Jubaili Bros. has been focused on providing diesel generation sets, engines, and alternators for decades. How has your business model adapted for clean energy?
The Shams Dubai Initiative in 2015 was the catalyst for our end to get started in the solar industry. When joining the company in 2006, I requested that we start operations in solar but when we did the research, we found out that there was not much of a PV market back then. We ended up starting the solar division in 2017 – and it was as my personal initiative run separately from the rest of the company. The Jubaili Bros. Solar Division has its own team identity. Having become a distributor for solar equipment in the region gives us a much broader reach than we would if we did installations.
What role do you think that battery energy storage generation will play in the future for your company and the Middle East region?
Battery storage will play an important role in every region in the world offering grid stabilization, peak shaving and various other services. It will all depend on a region’s migration to renewable energy. For the Middle East specifically, it is rather difficult to predict whether the region will migrate completely away from fossil fuels – considering that it has nearly free access to fossil-fueled electricity.
We have seen a new wave of ‘mega’ solar farms in the Middle East. Do you think that this is a trend that will continue in the region?
This trend will continue because of two main reasons. Firstly, because there are some large companies in the Middle East that are trying to become world leaders in the utility-scale space; and secondly, because the region has excellent solar irradiation which leads to world record-breaking prices for solar. A potential threat is that such ‘mega’ utility-scale projects are driven by local governments – and governments can change their minds. But the private sector will continue developing C&I projects regardless.
Is there place for smaller PV farm development, say 10 to 40 MW, in MEA?
We have seen a lot of appetite for C&I projects of that size via wheeling, meaning the PV plants are being installed away from the power consumption site and potentially generating electricity for a number of private customers. Wheeling projects are installed in Jordan, for example. However, regulation needs to allow it. In the United Arab Emirates (UAE), the Dubai Electricity and Water Authority has recently stopped allowing all ground-mounted C&I solar PV projects from the Shams Dubai Initiative, and have capped all rooftop projects at 2 MW. This regulation will hit the local market hard, putting many large C&I solar projects up to 50 MW in jeopardy of being canceled.
Several Middle East economies are strongly linked to the oil and gas industries. Given the current slump in oil prices due to Covid-19, do you think that there are new opportunities and/or challenges for solar PV in these countries?

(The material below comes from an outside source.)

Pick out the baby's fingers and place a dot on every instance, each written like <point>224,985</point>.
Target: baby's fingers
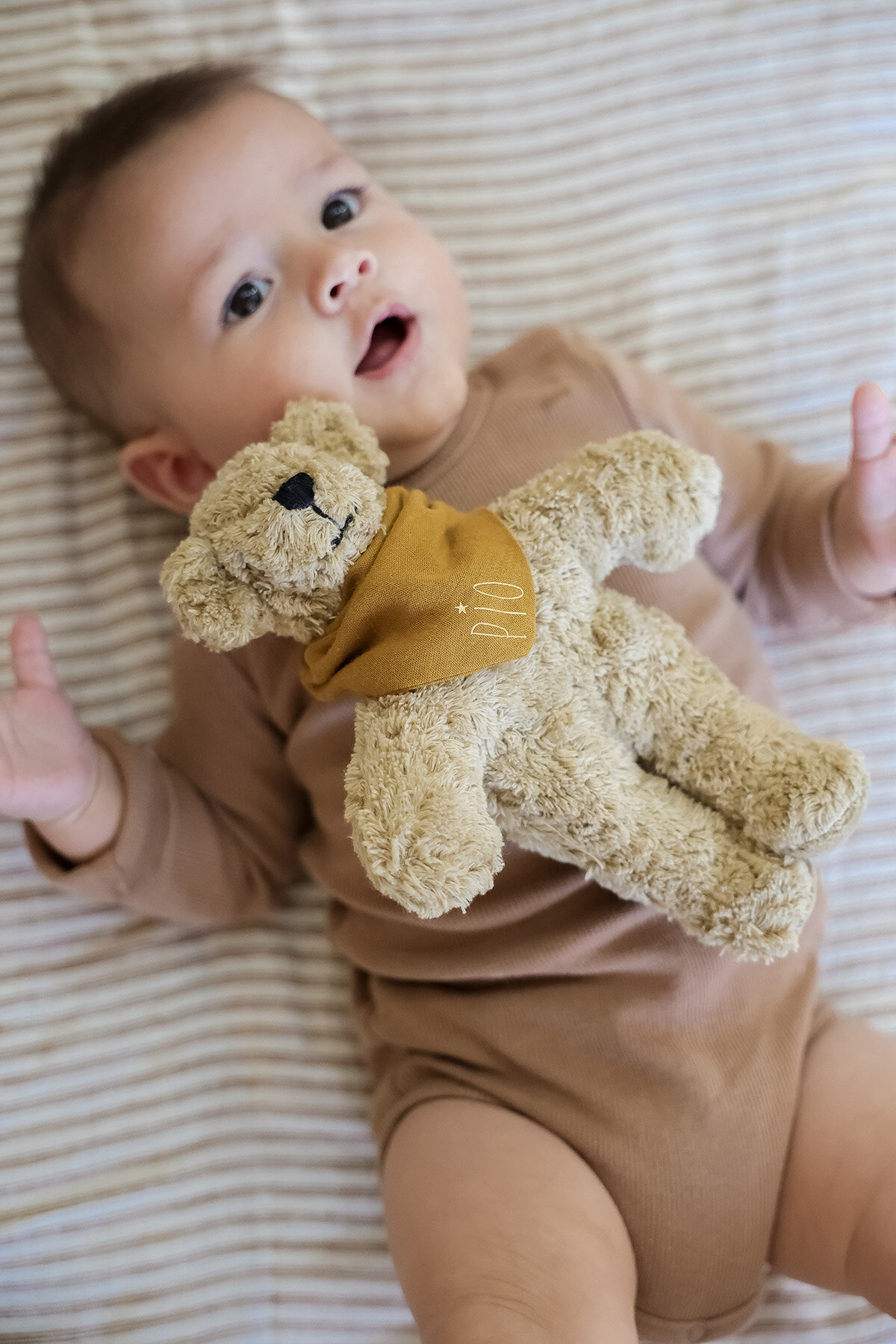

We see from our experience working in Pakistan, Asia, and Africa that minigrid systems combining diesel, solar, and batteries provide effective solutions to rural areas. However, because we are in a market where oil is basically the economy, this can drive such projects down in the region. Regarding utility projects, I am not sure if governments will cancel them because, at the end of the day, an investment in solar is always a good investment. Solar PV is a proven technology, and there is also a lot of funding for renewable energies internationally. So in the end, these governments may not even need to use their own money to fund utility projects.
Do you see growing activity of solar-powered water desalination throughout the region?
Yes, we absolutely see this and we are currently working on a 35 MW solar PV water desalination project in the northern part of the United Arab Emirates. Since our client also operates other desalination projects, we will probably see this initial business venture extending to other sites too. Solar PV is cost-effective and can help reduce the cost of desalinating water all over the Middle East.
There is a widespread perception that solar PV systems in the Middle East have to undergo harsh weather conditions. What is your experience on this front?
You need to have very strong regulations for the construction of solar PV systems due to harsh weather conditions, such as humidity and dust, in the region. In fact, UAE regulators have been very strict on this, setting restrictions that have often brought on project construction delays. At the same time, due to these regulations we are certain that solar projects installed in the UAE are able to withstand local weather conditions.
Having said that, investors need to select their projects’ equipment very carefully. I believe, for example, that Huawei’s inverters, which are IP66-rated, are the best inverters in the world for this region. There are more and more projects designed with Huawei inverters, which reflects my view.
String versus central inverters? What is your take for projects in the Middle East?
I am fully in favor of string inverters. Central inverters are typically larger in size and have more power capacity per unit, yet they require continuous maintenance during their lifespan; any failure will be significant due to their large electrical capacities. Furthermore, central inverters tend to need a lot of ventilation, and replacing a central inverter takes a lot of time. With bifacial panels too, there will be voltage fluctuations even from panel to panel and investors won’t be able to maximize bifacial panels using central inverters. One reason that I favor Huawei’s inverters in particular is that they come with multiple MPP trackers, allowing for multiple orientations.